Your Smartwatch Could Give Hackers Your PIN and Passwords
Keeping your bank account safe at an ATM or electronically locked door used to be simple: Check to make sure nobody is watching you and block the keypad from view while you type in your code. You should still do those things, but you might also want to take off your smartwatch first; researchers say hackers could use wearable tech to figure out your PIN and other codes. They recently published their findings in a paper titled, "Friend or Foe?: Your Wearable Devices Reveal Your Personal PIN" [PDF], for the proceedings of the 11th annual Association for Computing Machinery Asia Conference on Computer and Communications Security.
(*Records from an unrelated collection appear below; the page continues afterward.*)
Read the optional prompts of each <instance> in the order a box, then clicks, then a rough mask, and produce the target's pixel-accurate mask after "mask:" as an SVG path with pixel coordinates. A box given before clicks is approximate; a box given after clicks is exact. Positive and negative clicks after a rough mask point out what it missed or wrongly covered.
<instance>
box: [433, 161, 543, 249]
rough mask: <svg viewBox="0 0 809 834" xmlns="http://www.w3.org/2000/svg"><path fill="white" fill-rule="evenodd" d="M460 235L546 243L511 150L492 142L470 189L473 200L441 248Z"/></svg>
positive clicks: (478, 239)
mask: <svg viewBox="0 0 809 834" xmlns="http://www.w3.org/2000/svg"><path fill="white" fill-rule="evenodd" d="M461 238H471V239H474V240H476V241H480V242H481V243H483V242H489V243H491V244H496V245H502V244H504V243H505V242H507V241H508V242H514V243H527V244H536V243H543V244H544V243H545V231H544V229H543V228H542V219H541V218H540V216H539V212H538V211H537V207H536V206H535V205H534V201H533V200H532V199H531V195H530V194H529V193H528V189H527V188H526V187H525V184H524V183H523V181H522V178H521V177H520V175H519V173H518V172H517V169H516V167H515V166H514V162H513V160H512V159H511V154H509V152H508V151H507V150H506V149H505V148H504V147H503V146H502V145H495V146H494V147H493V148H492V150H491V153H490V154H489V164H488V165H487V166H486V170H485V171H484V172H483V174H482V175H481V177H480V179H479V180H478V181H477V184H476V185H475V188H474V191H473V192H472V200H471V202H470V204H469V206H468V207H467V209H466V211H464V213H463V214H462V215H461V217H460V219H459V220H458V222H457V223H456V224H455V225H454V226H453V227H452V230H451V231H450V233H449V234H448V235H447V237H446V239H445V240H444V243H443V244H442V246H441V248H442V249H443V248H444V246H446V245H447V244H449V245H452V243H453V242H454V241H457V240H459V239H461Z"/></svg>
Researchers at the Stevens Institute of Technology are working on a number of studies on security in wearable and mobile technology. For this experiment, they recruited 20 adults, who collectively punched their codes into ATMs and other keypads 5000 times over the course of 11 months while wearing various technologies. Back in the lab, the researchers scraped precise movement information from the devices’ accelerometers, gyrometers, and magnetometers to see if they could figure out exactly what the subjects were doing with their bodies, especially their hands.
Boy, could they. By combining and comparing those measurements, Wang and his colleagues were able to create an algorithm that determined not only where a hand was in space and how it was positioned, but what it did next. The "Backward PIN-sequence Inference Algorithm" was so good that it could crack subjects’ codes with 80 percent accuracy on the very first try.
The researchers say hackers would have to employ one of two types of attacks to get at your information: internal or sniffing. An internal attack would require the bad guy to break into the sensors inside your device and use them for his or her own purposes. In a sniffing attack, data thieves might place a wireless data collector near an ATM or keypad-locked door in order to eavesdrop on any nearby Bluetooth interactions between wearable devices and their owners’ phones.
These are, as yet, theoretical concerns, since the researchers know of no cases in which this has actually happened. Yet the threat exists. To shield users from attack, the researchers recommend that tech developers "…inject a certain type of noise to data so it cannot be used to derive fine-grained hand movements, while still being effective for fitness tracking purposes such as activity recognition or step counts."
We’re not totally helpless. Although security programs for wearables are thin at the moment, you can at least shore up your phone’s defenses.